Day v. Abbott

15 Vt. 632 | Vt. | 1843

The opinion of the court was delivered by

Williams, Ch. J.

This action was commenced in February, 1840, before the Revised Statutes went into operation. It is an action on book, and, after the account had been adjusted by auditors, the defendant plead in offset a judgment in his favor against the plaintiff, Day, recovered in April, 1837, on which was due, at the time the plea was filed, the sum of two hundred and ten dollars and thirty cents. To this plea the plaintiff replies that, before the commencement of this suit, Abbott, the defendant, was indebted to Chapin Keith in the sum of twm hundred dollars, and to secure Keith for what was then due, and what should thereafter be due him from Abbott, he assigned and transferred the judgment to Keith, of which Keith, having the execution which *635issued on the judgment in his possession, notified the plaintiff, Day, before the commencement of this suit; and that, on the 20th of June, 1841, he, Abbott, also assigned to one Towne the same judgment, to secure him for a debt of forty-five dollars which he, Abbott, owed Towne, of which, also, notice was given to Day. To this replication there is a demurrer.

At the time this suit was commenced, no provision was made by the statute authorizing a plea in offset in an action on book; and, from the mode of proceeding in such action, no such plea could be received. Provision was made, in other actions, where the defendant had an unliquidated account, that he might file a declaration on book and have the account liquidated, and then plead the sum, ascertained to be due, in offset. We are not prepared to say that the Revised Statutes, on this subject, could have any effect on actions then pending. When this suit was commenced, the plaintiff was not liable to be defeated by a plea in offset; and it is not readily perceived that the legislature could enable a party to avail himself of a defence, in a pending suit, which he could not have done prior to, and except by, the legislative enactment. But waiving the consideration of this question, we think the replication is a complete and sufficient answer to the plea in offset.

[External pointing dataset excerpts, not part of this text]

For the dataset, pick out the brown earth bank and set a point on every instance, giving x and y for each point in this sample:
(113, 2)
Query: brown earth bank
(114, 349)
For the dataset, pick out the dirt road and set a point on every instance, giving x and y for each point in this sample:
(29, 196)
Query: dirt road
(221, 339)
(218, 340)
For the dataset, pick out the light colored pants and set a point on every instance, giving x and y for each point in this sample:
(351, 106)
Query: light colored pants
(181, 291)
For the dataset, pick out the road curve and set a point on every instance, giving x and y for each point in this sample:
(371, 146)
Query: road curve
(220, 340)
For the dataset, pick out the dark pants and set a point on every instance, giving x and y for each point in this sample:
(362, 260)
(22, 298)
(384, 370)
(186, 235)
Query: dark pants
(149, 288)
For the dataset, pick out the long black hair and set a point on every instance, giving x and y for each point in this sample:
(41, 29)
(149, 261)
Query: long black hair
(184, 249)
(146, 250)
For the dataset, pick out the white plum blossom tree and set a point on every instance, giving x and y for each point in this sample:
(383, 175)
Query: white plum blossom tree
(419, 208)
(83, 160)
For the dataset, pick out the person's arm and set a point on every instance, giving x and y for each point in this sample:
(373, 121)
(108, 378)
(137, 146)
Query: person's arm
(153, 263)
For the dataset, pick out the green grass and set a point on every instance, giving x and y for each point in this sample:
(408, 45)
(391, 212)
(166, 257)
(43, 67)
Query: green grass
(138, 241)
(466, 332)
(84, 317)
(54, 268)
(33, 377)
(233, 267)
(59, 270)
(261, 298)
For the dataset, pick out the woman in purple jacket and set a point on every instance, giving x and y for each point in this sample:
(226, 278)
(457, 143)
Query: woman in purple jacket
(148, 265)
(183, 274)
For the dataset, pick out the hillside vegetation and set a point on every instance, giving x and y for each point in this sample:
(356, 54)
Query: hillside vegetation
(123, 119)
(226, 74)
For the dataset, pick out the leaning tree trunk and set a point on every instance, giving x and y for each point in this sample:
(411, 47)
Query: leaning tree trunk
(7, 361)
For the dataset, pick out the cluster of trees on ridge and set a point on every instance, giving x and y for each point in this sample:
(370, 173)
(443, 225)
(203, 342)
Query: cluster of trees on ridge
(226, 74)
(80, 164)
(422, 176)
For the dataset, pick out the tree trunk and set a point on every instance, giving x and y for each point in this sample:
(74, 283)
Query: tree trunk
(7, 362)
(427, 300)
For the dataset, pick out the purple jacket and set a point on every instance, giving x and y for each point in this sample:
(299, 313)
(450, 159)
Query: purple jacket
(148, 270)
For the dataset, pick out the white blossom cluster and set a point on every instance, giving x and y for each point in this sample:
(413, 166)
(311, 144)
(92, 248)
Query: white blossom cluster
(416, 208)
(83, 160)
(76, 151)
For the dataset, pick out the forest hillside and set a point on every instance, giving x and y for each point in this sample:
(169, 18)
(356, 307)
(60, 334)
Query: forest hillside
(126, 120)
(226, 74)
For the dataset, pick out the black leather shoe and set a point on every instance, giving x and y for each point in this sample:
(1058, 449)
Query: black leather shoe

The object of the plea is to enable Abbott to obtain satisfaction of the judgment against Day out of the money found due from him to Day in the present action, and thus to collect and appropriate to his own use the judgment which he has once transferred and assigned to others, his creditors.

It is now well settled that courts of law, as well as courts of equity, will protect the rights of an assignee of a chose in action, and will not permit a person, after he has assigned a chose in action for a valuable consideration, to defeat it by any discharge which he may give; and, as a consequence of this, they will not permit a defendant to avail himself of any defence arising from any transaction between him and the plaintiff, or any discharge from the plaintiff, executed after the assignment. In the case of Legh v. Legh, 1 Bos. & Pul. 447, the court would not permit a defendant to plead a discharge from the nominal plaintiff, who had assigned the demand ; and in the case of Winch v. Keely, 1 Term R. 619, *636where the bankruptcy of the plaintiff was plead in bar, a replication, setting forth that the suit, though in the name of the original party to the contract, was in reality for the benefit of another, was sustained. When the interest of the assignee cannot be given in evidence under the general issue, and in no other way can the interest of the assignee be protected, except by a replication, setting forth the transfer and assignment, such replication is good. The replication is, therefore, good in substance. It sets forth that Abbott had assigned the judgment, and had ceased to have any equitable interest therein. Day could not, after notice, avail himself of any defence thereafter to arise from any transaction between him and Abbott.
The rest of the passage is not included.